Boston should have far more street car lines than the 5 existing lines. When buses were taking over in the 1940s and 1950s, their maneuverability and low maintenance were good reason to use them. But there is a certain charm, at least, but a new economy with the return of streetcars. Many cities, El Paso, Dallas, Sacramento, Portland OR, and other cities have rebuilt their streetcar lines. New Orleans, which at one point had only its St. Charles route for streetcars, has returned them to the city streets and is still expanding. Certainly if streetcars were so uneconomical and the public so much against them, they would not have sprung up in these cities and thrived. There must be something else in play, something city planners here in the east are missing.
I think Boston should consider returning trolley to the streets of Boston and surrounding communities rather than limiting them to the exclusive rights-of-way as present. One area, which is growing and lacking in ground transportation, is the seaport area. This area is ripe for a streetcar line which could be built along the area’s broad streets. If you look at a map, a line could run in a circular route, starting at Summer Street at South Station, and continuing out to Black Falcon Pier, turning left on Tide Street and then left again on Northern Ave, then Seaport Blvd to Purchase Street where it would turn left until it reached Summer Street. There is a wealth of people who work in this area and another large group, visitors, who depart South Station looking for easy transportation around the seaport area but finding none. And if the MBTA got just a little bit creative, it would find a way to shuttle these streetcars underground at South Station making a very convenience connection to the Red Line.
The MBTA under the agreement struck with the Federal Government promised a return of the Green Line from Brigham Circle, where it ended for a long while, back out to Forest Hills. Businesses along the route complained it would tie up traffic and reduce parking spaces. Each of these argument could have been allayed by the MBTA at the time but instead they simply caved in to public pressure.

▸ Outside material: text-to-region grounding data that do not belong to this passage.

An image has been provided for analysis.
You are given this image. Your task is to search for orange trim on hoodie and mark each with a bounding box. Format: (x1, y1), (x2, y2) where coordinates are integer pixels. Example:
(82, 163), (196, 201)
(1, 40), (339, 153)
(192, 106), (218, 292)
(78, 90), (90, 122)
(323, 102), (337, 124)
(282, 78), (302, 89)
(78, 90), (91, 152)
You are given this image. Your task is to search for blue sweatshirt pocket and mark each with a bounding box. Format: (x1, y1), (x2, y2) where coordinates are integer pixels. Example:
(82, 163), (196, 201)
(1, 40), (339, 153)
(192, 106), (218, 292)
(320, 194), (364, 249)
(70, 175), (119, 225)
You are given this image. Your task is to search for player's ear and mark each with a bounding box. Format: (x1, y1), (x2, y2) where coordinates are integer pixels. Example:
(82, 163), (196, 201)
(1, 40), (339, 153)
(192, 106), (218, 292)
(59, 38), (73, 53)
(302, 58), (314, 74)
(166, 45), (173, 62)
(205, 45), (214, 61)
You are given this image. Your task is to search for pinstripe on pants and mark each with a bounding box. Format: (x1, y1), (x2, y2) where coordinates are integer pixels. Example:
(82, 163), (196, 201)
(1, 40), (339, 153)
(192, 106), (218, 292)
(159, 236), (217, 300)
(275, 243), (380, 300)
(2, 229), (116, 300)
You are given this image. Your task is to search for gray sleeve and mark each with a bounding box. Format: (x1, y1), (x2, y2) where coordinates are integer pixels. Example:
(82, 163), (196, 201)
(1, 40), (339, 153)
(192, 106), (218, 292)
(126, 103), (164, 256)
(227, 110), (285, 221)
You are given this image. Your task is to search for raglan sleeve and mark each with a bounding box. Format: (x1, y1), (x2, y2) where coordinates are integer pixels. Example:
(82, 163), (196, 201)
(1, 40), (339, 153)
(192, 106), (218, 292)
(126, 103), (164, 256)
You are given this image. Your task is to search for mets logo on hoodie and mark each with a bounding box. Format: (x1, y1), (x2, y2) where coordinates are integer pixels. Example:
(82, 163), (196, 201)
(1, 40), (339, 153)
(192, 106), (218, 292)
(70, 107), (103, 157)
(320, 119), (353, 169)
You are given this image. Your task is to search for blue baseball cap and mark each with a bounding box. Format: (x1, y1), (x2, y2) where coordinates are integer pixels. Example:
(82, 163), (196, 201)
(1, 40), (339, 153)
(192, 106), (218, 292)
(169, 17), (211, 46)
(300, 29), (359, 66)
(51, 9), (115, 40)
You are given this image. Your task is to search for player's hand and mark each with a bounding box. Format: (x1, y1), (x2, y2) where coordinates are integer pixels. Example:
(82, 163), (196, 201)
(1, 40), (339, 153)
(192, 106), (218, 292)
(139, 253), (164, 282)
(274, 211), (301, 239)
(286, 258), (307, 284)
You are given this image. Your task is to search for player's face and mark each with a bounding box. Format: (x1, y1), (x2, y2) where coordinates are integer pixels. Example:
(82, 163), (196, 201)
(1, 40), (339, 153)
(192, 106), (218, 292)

The present MBTA proposal for extending the Green Line to West Medford is extremely flawed and the expense involved shows this. The MBTA would do much better but simply putting the tracks into the streets, McGrath Highway out to Broadway, left of Broadway and out Boston Ave to West Medford. The need for building new stations eliminated, construction costs could be kept to a minimum. And with proper planning, road closures could be kept to a minimum. And as for the branch off to Union Square, that could easily be continued to Porter Square.
One thing streetcars have over buses in spades is lifetime. The eldest MBTA buses go back to the early 1990s where as some of the streetcars date back to the 1970s with the Mattapan Line cars dating to the 1940s. The point being, a properly maintained streetcar can easily have 3 times the life expectation as any bus.
Making the a little more interesting, the City of New Orleans orders throwback style streetcar which look old but have all the modern conveniences and are ADA approved. The City of San Francisco found the actual old streetcars valuable as a tourist draw and use them rather extensively. Those cities used their imagination and probably reasoned properly with the public to gain its support.
While downtown Boston certainly is far from ideal for a return of streetcars, when you go just a few miles from center city you find roads more than broad enough to hand both automobile traffic and streetcars. Washington Street, Tremont Street, Massachusetts Avenue, Beacon Street out to Watertown Square and many others could easily be converted but the MBTA has to want to and has to do its homework.
While this may sound like pie in the sky, the operation of streetcars today is far less than that of the bus. And who knows, the public may actually welcome their return!